I had this problem where I need to dedup a dataframe using a column, but there is a timestamp column for all the entries. If two entries have the same data, but different timestamp, I would want ot keep only the one with the latest timestamp. After this dedup there shouldn’t any dups in the dedup column.
Obviously unique wouldn’t work due to timestamp and other columns. This is how i solved it with DataFrames.jl
using DataFrames
data=DataFrame(dedup = rand(1:8, 1000), timestamp = rand(1:8, 1000), othervals = rand(1000))
using Chain
@chain data begin
groupby(:dedup)
combine(subdf -> begin
sort(subdf, :timestamp, rev=true)[1, :] # could've used partialsort but this is easier to read
end)
end
which I thought was a very nice and readable way to do it.
How do you guys do it? Any examples from other languages? I think data.table nor dplyr is as nice.
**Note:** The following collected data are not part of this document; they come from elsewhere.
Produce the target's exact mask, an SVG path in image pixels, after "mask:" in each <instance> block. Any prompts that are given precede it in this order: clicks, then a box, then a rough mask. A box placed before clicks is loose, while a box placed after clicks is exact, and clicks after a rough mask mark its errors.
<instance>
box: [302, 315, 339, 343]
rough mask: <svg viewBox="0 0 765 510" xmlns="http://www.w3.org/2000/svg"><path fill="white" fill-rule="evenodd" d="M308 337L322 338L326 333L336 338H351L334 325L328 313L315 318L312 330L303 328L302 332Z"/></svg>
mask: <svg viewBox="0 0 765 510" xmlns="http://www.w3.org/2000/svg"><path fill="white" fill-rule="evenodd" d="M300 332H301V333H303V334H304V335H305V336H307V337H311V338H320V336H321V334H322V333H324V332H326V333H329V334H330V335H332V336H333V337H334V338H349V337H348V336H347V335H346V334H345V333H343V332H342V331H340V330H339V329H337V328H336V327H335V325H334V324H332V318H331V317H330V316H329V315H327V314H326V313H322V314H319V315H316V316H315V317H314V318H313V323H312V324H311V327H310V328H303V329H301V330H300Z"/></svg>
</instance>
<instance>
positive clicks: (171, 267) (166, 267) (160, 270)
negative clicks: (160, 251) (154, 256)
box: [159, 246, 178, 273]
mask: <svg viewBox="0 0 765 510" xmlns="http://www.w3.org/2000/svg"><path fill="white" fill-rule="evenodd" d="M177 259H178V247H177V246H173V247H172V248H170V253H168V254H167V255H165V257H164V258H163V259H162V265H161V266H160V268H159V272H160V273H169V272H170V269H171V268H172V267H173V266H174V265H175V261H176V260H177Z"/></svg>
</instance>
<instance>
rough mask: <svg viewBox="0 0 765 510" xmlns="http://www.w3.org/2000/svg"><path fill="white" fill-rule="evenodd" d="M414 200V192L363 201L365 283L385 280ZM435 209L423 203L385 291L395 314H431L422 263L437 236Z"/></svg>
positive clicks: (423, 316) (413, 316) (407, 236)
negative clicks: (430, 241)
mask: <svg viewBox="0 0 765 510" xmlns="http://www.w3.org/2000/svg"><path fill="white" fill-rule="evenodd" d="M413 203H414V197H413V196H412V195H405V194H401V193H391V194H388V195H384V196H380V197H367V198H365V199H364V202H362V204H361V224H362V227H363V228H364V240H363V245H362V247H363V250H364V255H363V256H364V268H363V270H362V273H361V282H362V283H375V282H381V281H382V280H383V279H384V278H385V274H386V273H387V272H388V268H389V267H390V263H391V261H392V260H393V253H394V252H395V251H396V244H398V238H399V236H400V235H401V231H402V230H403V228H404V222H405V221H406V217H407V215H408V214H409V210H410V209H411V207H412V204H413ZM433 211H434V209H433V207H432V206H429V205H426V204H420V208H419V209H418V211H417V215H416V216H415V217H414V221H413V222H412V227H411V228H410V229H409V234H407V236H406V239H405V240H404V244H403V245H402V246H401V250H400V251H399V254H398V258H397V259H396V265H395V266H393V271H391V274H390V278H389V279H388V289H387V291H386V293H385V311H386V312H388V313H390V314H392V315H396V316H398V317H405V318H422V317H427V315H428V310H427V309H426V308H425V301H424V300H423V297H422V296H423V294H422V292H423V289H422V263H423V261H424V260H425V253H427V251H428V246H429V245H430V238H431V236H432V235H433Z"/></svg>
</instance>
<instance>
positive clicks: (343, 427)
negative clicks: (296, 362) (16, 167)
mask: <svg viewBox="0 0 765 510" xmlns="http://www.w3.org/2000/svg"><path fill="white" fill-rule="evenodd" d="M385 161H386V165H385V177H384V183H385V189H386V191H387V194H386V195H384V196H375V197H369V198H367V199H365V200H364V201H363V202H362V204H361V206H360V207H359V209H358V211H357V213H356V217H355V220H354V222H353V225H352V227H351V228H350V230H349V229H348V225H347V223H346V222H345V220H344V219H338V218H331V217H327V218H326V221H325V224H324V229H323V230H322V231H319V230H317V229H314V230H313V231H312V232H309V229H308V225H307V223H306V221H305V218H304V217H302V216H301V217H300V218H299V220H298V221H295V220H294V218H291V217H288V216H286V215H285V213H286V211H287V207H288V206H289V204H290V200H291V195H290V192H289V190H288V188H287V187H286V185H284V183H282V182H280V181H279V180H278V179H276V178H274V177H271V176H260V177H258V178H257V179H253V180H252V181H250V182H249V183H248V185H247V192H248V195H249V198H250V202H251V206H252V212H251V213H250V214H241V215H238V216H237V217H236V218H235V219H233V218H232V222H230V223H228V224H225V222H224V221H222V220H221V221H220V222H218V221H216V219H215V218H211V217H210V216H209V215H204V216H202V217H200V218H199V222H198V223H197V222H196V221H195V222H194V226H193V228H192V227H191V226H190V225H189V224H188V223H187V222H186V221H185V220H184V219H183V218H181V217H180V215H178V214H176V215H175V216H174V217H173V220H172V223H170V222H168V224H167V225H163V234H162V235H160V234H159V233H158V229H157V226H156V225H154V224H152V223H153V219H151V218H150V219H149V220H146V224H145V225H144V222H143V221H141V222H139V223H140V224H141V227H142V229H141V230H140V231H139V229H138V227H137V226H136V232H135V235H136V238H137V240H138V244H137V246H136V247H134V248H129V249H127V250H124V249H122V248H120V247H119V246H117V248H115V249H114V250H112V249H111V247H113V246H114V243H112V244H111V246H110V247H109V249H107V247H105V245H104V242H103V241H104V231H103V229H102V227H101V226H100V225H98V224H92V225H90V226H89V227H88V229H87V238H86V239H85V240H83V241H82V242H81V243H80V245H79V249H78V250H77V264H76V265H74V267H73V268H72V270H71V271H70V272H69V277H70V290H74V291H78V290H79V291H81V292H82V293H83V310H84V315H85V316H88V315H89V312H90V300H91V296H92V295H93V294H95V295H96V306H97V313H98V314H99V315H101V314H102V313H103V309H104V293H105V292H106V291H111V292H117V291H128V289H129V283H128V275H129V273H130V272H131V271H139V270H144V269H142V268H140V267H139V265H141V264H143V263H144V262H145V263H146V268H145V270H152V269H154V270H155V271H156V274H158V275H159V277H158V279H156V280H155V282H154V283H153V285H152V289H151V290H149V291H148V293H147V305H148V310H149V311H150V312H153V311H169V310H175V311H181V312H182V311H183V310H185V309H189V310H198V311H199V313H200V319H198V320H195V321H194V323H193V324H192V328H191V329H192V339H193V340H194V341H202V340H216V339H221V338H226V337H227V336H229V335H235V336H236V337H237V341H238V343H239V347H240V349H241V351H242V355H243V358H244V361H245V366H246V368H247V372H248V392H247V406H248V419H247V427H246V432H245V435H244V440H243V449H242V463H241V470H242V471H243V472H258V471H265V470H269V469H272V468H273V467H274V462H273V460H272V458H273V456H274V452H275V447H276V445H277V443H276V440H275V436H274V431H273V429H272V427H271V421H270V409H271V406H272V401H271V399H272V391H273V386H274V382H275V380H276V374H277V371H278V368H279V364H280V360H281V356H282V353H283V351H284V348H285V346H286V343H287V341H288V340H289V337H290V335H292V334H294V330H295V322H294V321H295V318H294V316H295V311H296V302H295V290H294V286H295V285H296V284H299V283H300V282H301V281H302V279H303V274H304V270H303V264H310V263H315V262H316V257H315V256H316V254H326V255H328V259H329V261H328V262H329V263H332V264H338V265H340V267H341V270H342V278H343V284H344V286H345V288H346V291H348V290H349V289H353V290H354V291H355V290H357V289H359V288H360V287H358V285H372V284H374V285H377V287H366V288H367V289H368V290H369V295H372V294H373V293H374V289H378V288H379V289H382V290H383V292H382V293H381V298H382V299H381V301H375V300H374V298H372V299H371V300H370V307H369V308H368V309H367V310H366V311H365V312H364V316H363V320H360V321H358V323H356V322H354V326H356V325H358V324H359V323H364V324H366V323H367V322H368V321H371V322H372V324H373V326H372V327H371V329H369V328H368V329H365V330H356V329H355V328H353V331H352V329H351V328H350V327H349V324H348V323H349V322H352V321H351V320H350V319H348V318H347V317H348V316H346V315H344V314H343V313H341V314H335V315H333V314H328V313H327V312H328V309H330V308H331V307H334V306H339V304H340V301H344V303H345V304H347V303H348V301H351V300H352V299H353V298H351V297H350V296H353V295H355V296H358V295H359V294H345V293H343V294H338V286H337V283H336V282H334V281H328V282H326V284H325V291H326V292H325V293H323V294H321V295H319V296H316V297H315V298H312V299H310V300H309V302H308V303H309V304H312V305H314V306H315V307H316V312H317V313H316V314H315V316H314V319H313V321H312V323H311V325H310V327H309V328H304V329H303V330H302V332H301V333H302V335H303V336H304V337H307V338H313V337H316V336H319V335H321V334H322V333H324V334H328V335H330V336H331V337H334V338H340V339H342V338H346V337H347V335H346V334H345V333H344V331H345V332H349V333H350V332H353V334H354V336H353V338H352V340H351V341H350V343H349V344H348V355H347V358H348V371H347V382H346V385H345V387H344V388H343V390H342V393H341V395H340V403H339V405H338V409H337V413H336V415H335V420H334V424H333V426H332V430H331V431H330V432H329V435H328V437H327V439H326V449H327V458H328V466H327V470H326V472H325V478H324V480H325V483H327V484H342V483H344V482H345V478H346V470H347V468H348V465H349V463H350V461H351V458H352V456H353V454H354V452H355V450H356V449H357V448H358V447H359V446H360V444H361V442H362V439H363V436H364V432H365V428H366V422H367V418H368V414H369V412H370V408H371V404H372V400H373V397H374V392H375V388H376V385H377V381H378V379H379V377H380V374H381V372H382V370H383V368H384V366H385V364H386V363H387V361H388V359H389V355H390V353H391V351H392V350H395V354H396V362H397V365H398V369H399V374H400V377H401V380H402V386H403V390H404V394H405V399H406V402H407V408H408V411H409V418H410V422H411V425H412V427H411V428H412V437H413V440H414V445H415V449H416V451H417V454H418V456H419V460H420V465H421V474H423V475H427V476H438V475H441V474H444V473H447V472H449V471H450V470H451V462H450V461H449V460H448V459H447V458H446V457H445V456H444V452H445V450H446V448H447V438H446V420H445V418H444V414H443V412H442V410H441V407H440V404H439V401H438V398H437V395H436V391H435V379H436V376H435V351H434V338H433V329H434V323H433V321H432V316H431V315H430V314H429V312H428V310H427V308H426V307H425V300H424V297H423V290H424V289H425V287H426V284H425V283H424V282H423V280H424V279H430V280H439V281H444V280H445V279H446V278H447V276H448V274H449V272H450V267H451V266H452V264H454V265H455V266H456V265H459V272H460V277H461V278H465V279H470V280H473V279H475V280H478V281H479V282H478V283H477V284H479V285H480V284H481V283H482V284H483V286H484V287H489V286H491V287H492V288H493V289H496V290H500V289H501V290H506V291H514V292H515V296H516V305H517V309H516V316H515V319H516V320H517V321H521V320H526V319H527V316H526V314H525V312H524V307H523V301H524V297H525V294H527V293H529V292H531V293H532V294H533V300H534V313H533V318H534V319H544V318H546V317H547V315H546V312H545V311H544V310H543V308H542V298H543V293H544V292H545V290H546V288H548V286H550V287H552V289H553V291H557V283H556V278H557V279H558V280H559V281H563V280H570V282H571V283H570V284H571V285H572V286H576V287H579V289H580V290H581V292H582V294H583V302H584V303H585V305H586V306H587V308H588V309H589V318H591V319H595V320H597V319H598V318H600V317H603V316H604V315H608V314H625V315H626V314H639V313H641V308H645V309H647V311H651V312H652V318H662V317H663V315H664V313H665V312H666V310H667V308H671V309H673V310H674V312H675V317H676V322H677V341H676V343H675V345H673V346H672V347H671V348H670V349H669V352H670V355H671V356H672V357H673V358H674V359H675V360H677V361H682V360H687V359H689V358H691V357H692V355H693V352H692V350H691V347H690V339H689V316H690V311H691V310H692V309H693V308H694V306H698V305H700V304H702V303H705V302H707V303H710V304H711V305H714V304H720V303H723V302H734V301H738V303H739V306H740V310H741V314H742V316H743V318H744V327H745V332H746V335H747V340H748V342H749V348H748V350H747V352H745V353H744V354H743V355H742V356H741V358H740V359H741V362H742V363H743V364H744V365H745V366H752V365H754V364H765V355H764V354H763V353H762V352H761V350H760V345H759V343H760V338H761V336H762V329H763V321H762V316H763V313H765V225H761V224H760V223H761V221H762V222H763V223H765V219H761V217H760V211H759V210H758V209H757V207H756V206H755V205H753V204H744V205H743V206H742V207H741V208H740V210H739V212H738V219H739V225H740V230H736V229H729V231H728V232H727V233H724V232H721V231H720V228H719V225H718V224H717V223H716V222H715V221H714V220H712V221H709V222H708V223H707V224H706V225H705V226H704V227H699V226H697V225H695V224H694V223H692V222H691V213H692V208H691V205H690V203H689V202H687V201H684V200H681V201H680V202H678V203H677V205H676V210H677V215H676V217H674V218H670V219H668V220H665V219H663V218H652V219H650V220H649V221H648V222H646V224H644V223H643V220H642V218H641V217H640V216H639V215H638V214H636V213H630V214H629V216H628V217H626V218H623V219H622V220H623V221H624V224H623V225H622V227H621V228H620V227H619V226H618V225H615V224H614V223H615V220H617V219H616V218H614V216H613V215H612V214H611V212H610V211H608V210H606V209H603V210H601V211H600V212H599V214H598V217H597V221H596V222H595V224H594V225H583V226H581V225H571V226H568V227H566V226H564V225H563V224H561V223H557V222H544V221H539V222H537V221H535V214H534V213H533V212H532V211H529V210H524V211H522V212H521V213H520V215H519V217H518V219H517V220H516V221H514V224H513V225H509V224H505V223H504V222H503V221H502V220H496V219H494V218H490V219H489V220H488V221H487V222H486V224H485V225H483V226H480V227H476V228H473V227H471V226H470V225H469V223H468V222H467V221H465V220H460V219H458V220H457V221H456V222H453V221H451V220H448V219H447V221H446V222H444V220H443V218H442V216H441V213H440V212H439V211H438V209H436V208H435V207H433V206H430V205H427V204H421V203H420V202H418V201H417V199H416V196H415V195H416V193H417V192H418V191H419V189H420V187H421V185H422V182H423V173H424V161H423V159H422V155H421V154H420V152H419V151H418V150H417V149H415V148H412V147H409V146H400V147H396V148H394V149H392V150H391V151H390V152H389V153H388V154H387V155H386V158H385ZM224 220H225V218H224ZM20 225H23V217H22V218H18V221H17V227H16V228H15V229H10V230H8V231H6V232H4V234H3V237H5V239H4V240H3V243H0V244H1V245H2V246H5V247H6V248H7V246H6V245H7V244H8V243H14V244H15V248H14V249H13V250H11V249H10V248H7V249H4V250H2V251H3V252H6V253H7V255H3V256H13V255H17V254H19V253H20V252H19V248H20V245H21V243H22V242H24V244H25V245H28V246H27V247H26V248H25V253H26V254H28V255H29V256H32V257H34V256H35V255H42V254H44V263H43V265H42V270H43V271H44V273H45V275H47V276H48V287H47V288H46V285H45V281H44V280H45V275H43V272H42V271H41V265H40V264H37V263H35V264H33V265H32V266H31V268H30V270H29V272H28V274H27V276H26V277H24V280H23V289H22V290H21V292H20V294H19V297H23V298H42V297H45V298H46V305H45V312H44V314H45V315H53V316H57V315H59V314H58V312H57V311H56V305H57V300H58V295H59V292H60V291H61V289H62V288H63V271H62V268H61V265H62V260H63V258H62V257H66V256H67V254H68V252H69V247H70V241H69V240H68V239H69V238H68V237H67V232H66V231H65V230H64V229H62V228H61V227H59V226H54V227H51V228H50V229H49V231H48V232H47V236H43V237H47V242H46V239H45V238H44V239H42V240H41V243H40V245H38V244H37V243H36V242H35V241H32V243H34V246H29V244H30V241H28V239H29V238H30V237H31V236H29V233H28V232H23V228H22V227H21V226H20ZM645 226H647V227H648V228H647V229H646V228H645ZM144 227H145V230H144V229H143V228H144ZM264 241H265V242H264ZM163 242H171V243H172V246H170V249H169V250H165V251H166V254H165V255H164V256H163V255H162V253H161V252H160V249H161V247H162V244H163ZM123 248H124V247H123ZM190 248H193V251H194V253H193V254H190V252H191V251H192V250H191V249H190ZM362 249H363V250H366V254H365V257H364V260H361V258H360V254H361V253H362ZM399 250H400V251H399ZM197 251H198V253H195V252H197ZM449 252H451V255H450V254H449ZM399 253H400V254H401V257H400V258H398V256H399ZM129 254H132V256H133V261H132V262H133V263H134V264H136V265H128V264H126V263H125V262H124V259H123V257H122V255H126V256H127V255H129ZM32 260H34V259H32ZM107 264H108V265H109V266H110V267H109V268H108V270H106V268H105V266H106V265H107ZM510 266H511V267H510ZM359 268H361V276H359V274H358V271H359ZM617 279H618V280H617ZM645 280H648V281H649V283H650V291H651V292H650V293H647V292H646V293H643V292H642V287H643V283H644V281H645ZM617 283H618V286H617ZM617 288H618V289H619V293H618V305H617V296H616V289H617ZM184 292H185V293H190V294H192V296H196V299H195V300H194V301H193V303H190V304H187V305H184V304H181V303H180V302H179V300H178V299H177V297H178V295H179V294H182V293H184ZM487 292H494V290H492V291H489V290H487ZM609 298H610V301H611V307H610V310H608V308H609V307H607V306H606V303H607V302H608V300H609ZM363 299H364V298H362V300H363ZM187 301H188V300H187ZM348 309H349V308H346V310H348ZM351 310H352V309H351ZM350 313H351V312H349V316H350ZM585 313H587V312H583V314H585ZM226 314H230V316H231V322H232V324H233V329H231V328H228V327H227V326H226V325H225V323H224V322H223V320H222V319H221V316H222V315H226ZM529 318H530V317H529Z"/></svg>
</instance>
And don’t get me started on pandas or spark… Can’t rule out i am just bad at pandas and spark though
Couldn’t be easier with Base Julia Tables as well (:
using SplitApplyCombine, Tables, DataPipes
tbl = (dedup = rand(1:8, 1000), timestamp = rand(1:8, 1000), othervals = rand(1000)) |> rowtable
# closest to your solution:
@p begin
tbl
group(_.dedup)
map() do subtbl
@p subtbl |> sort(by=_.timestamp) |> last
end
rowtable
end
# write the short lambda inline:
@p begin
tbl
group(_.dedup)
map(sort(_, by=x->x.timestamp) |> last)
rowtable
end
# same without macros, less clear:
map(
subtbl -> sort(subtbl, by=x->x.timestamp)[end],
group(x -> x.dedup, tbl)
) |> rowtable
@p begin
tbl
sort(by=_.timestamp, rev=true)
unique(_.dedup)
end
Its docs say:
Return an array containing only the unique elements of collection itr , as determined by isequal, in the order that the first of each set of equivalent elements originally appears.